"If you lose control during childbirth we will put the epidural," they told us once

It happened during our second pregnancy, waiting for Aran, that we wanted to have things more controlled than with the first one and make clear, before going to give birth to the hospital, what our position was and what our wishes for that birth were.

We wrote a birth plan that we presented to the midwife, we reviewed it with her, and we were somewhat surprised by her response to our decision not to use epidural anesthesia, telling us that it seemed good, but that "If you lose control during childbirth, we'll put it on you".

If I lose control?

We were surprised, as I say, so we asked what exactly he meant, because of course, you can lose control in many ways. One can decide to tear off the monitor straps and start hitting the serum stick with everyone who catches in front of them, for which there is no need for the epidural, but the police, or one can start yelling at everyone else, or start panting, singing or screaming, and from the outside all of this can be seen as a loss of control without having anything to do with one thing.

Logically, he failed to define much what he meant, because it is not that there is a protocol for the loss of control of pregnant women, but he suggested something like "if you scream a lot and annoy or scare other pregnant women".

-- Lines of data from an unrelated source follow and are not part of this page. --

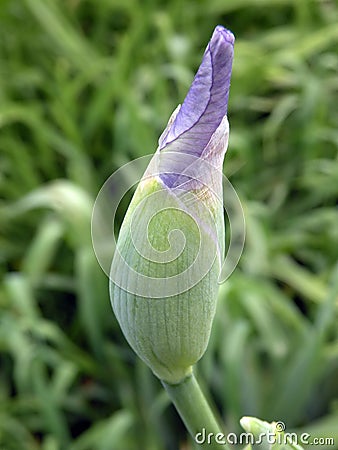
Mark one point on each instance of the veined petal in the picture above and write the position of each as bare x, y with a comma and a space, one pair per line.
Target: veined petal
192, 125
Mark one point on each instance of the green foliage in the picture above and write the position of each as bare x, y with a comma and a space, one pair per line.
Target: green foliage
87, 85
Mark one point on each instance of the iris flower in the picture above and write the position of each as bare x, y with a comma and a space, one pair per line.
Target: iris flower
164, 273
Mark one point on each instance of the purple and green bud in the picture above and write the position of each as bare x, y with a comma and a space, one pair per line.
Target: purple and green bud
164, 274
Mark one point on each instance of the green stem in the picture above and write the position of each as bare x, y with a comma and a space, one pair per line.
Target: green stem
196, 413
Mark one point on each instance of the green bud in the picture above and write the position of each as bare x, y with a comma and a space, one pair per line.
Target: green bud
164, 276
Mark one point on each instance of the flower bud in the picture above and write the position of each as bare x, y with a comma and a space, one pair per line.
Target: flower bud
164, 274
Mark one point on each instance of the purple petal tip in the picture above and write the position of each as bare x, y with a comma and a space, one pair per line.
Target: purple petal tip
206, 103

It is normal to give birth without anesthesia and without screaming

Then we stay a little touched, but without losing hope, because of course, I say that the logical thing, if a woman is not given the epidural, is that she carries the contractions as best she can, being able to scream, to get up , that he moves everywhere looking for a more comfortable posture, that he takes off his clothes if it bothers him (yes, Miriam decided in her third pregnancy to take off all her clothes in the middle of the hall because she was about to give birth to everything), Let him sing, let him make moans,… he can do a thousand things that would seem weird, weird, if any woman did it in the middle of the street but that they can be considered tremendously normal if you are giving birth.

That the odd thing would be, in my opinion, to have a woman dilating without anesthesia there sitting on the bed (or lying down) smiling at the midwives and controlling the contractions only with breathing and with the only help of her partner's hand to squeeze her , as in the movies, there, with silencer. No, this is not a woman giving birth, this is a woman who is struggling not to lose control.

But aren't they supposed to lose it?

And if a woman is consciously trying not to lose control so that they don't put her epidural, enduring silently what she would have better screaming, lying down because it seems that there annoys others less, because the last thing she wants is for someone to come to say that "do not shout so much, woman, which is not so much", or "you are not collaborating too much, it helps a little or this ends in caesarean section", it is very possible that everything ends precisely as you want to avoid: with a birth that stops, with the epidural to be able to put oxytocin and who knows, with a caesarean section because the child does bradycardia (and here I just told you about our first birth).

I mean, that what should happen is precisely that the mother loses control. Not in the plan "I eat the one in front of me", but in the plan "I do what my body asks me", walking, shouting, moaning, sitting in a corner, getting on all fours, crouching, walking or leaning on the window while I howl to the beyond, or whatever.

That what they call entering the planet childbirth, which is nothing other than letting yourself be carried away by the changes of the body, by the endorphins that are segregated so that it hurts less and for what at each moment needs one, disconnecting the rational part, stop thinking about what's going on around so that the instincts appear, to focus on the body and what happens to it so that everything goes better.

What happened in the end?

If you wonder what happened at the end with Aran, tell them that nothing planned, or anything that the midwife told us ... wanted to leave in week 34 and managed to stop the delivery one week. A whole week of painful contractions every 5 to 10 minutes that were not effective by the medication, with a delivery in which she logically could no longer (a week sleeping at 10-minute intervals, screaming at a night pad for not wake up Jon in each contraction). A week, as I say, we went to the hospital, and in the case of premature birth, the birth plan stayed at home.